What Happened: The launch planned for Monday was halted after an issue was identified with the Atlas V rocket that was supposed to carry the spacecraft to orbit.

United Launch Alliance, the company operating the rocket, has decided to replace a pressure regulation valve on the liquid oxygen taken on the rocket’s Centaur upper stage, NASA said, while adding that the launch is now planned for no earlier than 6:16 p.m. EDT Friday, May 17.

The replacement will begin on Wednesday, May 8, and ULA will also perform leak checks and functional checkouts ahead of the next launch. The two astronauts slated to undertake the flight, Suni Williams and Barry "Butch" Wilmore will remain in quarantine at NASA Kennedy crew quarters in the meantime, the agency said.

Why It Matters: Boeing's Starliner spacecraft has been faced with several delays since the start. The spacecraft was supposed to have its first uncrewed test flight in 2015 which was delayed up to 2019. In 2022, the spacecraft completed its first uncrewed flight to the International Space Station.

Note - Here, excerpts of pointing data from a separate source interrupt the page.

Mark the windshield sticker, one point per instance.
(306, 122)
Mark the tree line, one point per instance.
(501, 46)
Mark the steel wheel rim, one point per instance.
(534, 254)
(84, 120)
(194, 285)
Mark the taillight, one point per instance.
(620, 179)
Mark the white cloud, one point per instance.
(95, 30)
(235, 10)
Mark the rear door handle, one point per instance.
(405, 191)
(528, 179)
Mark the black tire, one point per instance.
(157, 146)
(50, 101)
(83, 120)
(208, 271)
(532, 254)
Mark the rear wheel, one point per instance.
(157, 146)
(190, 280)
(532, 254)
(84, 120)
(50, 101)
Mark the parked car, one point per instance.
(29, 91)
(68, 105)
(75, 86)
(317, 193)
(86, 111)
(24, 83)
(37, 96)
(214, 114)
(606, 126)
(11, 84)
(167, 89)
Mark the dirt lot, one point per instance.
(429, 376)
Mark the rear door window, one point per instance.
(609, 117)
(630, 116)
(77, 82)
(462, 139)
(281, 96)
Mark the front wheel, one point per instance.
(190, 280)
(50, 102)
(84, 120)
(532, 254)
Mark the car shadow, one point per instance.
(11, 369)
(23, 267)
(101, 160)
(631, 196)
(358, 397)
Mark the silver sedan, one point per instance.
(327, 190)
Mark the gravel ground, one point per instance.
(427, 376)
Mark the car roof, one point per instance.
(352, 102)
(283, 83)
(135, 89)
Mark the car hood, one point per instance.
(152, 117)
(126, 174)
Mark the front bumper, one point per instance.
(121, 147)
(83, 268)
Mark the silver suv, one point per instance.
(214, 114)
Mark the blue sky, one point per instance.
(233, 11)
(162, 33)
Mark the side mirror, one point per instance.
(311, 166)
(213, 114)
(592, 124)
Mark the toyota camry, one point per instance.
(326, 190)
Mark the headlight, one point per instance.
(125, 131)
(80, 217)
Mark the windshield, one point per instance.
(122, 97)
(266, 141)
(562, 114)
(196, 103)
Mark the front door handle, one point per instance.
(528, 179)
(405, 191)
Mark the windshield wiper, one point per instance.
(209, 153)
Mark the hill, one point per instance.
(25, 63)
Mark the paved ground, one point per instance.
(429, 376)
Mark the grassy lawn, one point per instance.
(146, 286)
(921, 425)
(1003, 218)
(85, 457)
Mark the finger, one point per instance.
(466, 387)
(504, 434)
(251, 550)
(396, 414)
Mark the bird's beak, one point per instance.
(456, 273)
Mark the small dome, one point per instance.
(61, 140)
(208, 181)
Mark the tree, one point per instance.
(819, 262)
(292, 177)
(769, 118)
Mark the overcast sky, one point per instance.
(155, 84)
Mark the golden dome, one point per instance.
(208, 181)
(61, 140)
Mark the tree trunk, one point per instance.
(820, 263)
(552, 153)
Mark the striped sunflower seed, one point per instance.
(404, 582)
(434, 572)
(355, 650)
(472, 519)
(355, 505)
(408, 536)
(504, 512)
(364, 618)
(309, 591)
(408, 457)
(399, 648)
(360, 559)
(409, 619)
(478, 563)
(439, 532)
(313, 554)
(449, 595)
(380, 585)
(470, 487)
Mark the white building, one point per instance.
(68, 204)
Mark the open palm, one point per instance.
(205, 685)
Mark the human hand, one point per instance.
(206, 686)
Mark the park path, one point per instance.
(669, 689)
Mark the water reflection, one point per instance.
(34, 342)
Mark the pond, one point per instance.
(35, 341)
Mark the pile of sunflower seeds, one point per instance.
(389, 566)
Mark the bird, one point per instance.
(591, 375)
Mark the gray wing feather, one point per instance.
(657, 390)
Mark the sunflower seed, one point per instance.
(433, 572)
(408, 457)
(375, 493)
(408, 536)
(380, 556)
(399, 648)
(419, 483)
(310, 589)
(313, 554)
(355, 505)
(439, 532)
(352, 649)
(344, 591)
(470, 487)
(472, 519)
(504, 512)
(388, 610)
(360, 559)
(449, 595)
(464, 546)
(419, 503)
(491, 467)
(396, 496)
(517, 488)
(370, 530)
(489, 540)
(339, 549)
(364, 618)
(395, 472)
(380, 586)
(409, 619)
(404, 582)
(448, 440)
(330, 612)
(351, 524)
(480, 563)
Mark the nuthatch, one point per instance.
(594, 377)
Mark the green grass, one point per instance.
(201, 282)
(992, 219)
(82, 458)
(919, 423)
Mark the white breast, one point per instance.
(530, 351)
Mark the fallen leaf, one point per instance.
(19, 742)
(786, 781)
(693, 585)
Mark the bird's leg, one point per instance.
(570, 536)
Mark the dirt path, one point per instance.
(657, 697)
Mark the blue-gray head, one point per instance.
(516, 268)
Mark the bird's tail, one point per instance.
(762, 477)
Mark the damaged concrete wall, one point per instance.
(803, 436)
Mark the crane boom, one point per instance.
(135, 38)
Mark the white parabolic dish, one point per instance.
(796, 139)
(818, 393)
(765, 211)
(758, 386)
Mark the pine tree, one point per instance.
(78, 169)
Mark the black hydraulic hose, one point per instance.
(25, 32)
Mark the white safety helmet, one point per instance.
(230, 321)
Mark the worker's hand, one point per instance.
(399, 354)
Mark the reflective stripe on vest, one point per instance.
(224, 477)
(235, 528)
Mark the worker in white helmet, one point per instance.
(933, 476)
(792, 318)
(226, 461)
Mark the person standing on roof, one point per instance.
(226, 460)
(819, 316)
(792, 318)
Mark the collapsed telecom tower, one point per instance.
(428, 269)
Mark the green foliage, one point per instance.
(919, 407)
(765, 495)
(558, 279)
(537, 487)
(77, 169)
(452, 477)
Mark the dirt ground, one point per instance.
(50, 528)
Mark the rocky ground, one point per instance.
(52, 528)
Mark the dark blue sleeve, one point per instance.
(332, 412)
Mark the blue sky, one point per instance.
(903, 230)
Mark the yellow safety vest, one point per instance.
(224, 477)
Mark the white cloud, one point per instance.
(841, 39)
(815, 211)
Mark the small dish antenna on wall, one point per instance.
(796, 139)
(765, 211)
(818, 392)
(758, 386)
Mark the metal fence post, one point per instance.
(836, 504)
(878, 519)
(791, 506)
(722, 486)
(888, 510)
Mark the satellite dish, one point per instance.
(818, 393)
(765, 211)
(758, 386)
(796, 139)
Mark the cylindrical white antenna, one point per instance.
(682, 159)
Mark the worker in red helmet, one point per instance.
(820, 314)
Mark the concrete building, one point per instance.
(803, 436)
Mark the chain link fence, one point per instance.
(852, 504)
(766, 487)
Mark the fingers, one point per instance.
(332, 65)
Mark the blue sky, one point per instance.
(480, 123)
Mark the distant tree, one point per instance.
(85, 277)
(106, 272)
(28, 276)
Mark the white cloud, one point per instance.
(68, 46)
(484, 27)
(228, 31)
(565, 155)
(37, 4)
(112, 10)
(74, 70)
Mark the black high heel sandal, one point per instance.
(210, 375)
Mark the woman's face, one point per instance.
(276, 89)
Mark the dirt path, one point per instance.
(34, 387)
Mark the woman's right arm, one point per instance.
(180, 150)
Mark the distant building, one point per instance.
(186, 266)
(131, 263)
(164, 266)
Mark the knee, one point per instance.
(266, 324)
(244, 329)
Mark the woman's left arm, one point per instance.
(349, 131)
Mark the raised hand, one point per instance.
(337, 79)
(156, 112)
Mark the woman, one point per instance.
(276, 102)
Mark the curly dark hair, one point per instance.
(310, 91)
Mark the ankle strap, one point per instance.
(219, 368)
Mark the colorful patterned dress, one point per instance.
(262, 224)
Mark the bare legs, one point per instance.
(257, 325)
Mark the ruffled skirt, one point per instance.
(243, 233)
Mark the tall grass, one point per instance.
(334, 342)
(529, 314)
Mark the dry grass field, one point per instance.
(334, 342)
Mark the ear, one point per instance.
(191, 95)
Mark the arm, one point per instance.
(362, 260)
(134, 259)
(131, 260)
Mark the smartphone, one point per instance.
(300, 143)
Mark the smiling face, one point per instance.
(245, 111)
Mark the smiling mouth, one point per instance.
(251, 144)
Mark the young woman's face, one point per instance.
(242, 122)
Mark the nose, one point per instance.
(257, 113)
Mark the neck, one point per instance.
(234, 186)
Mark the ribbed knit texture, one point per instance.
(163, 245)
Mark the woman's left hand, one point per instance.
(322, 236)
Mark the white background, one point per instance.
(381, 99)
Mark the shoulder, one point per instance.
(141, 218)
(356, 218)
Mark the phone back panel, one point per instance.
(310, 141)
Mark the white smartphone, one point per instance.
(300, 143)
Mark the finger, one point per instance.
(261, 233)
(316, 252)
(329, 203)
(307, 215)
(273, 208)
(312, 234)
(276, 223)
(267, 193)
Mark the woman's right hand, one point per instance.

If the upcoming crewed flight test is successful, Boeing will become the next private company to shuttle astronauts to and from the ISS for NASA, like Elon Musk's SpaceX.

NASA awarded both Boeing and SpaceX contracts to enable to and from transportation to the ISS after retiring its space shuttle. SpaceX sent its first crewed mission to the ISS in 2020 on its Dragon spacecraft and has since then undertaken multiple missions, overtaking its traditional rival.